No one walks quite like Margaret Thatcher. She scurries with her knees bent, the handbag swinging like a tightly wound metronome. In the recently released film, The Iron Lady, Meryl Streep captures Thatcher’s walk just this side of parody. We see the elderly Thatcher darting across a corridor, unseen by the machinegun-toting policemen who share her home—or keep her prisoner, as her husband Dennis Thatcher remarks. The way she moves, she might be the clockwork Iron Lady. She is certainly a shell of her former self. Thatcher is suffering from dementia and her beloved husband is long-dead, a hallucination who is Thatcher’s sole companion in a lonely old age.

The Iron Lady is framed as a series of reminiscences in Thatcher’s failing mind. The key internal drama is her struggle with hallucinations. She knows that the ever-present Dennis is a symptom of her dementia, or madness as she unfashionably insists upon calling it. Yet if she succeeds in banishing Dennis then she will truly be alone (Thatcher discounts her loyal daughter, Carol, played affectingly by Olivia Colman. She always preferred the company of men, we are told). Such a sad, quiet tone inevitably casts a pall over her life. There are grand events, of course.
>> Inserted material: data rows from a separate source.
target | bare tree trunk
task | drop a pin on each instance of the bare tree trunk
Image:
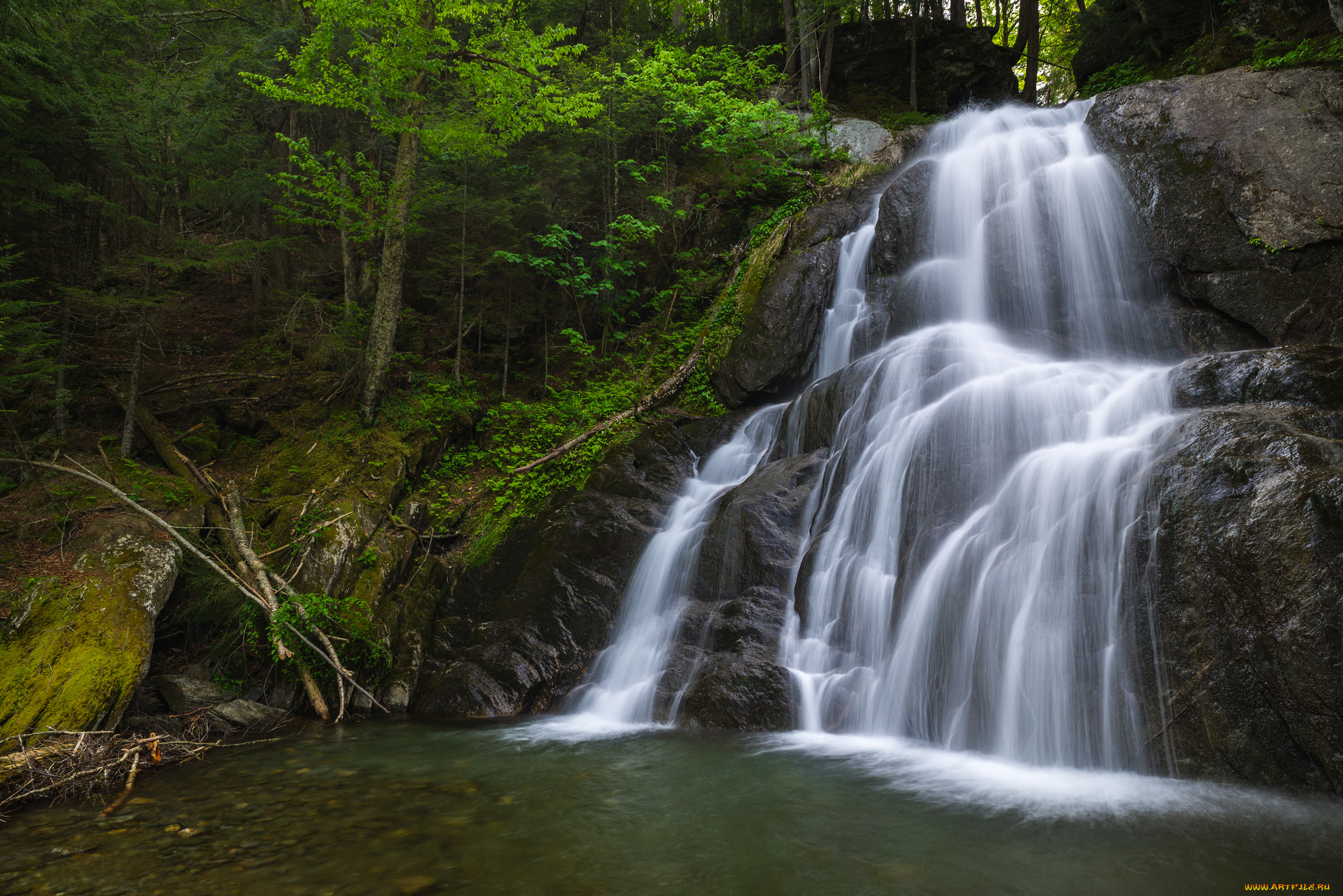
(62, 412)
(461, 289)
(803, 60)
(830, 47)
(1028, 29)
(913, 56)
(128, 430)
(1032, 51)
(382, 331)
(790, 33)
(348, 261)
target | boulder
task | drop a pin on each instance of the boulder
(184, 693)
(75, 650)
(1244, 545)
(730, 636)
(516, 633)
(742, 696)
(1235, 179)
(957, 66)
(246, 714)
(776, 347)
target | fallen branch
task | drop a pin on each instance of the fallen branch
(176, 536)
(662, 393)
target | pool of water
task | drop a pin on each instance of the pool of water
(548, 808)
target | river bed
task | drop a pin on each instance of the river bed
(548, 808)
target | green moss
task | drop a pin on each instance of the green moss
(71, 657)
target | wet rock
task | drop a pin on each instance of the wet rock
(1245, 573)
(71, 656)
(186, 692)
(730, 636)
(1235, 180)
(957, 66)
(550, 593)
(778, 344)
(742, 696)
(247, 714)
(1310, 375)
(903, 206)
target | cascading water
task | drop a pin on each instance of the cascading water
(962, 579)
(622, 688)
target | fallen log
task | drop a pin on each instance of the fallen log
(664, 393)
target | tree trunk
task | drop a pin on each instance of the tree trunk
(382, 331)
(790, 35)
(830, 47)
(62, 412)
(803, 60)
(1032, 52)
(1028, 28)
(461, 289)
(913, 56)
(128, 430)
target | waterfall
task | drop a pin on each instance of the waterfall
(622, 687)
(962, 581)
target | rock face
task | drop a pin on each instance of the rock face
(1236, 179)
(74, 652)
(1245, 573)
(955, 65)
(517, 633)
(730, 634)
(779, 338)
(184, 693)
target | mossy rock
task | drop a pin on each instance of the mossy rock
(73, 652)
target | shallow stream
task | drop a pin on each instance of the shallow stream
(546, 808)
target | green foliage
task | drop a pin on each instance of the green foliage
(383, 58)
(1122, 74)
(1311, 51)
(23, 339)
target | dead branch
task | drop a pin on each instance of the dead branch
(662, 393)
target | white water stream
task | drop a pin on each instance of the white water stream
(963, 577)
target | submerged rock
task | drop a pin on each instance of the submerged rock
(1235, 180)
(1245, 573)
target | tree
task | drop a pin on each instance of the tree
(437, 75)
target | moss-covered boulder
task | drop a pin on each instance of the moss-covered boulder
(75, 648)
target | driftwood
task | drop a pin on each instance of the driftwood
(81, 764)
(238, 582)
(661, 394)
We see the murder of Thatcher’s chief of staff, Airey Neave, and the attempted killing of Thatcher herself by the Provisional Irish Republican Army (IRA), the decision to sink an Argentine destroyer in the Falklands War, and her final deposing by disloyal ministers. These events are given an operatic grandeur by director Phyllida Lloyd—music swirls, leaves fall, courtiers weep—but they are snapshots that lack the urgency of a continuing unfolding drama.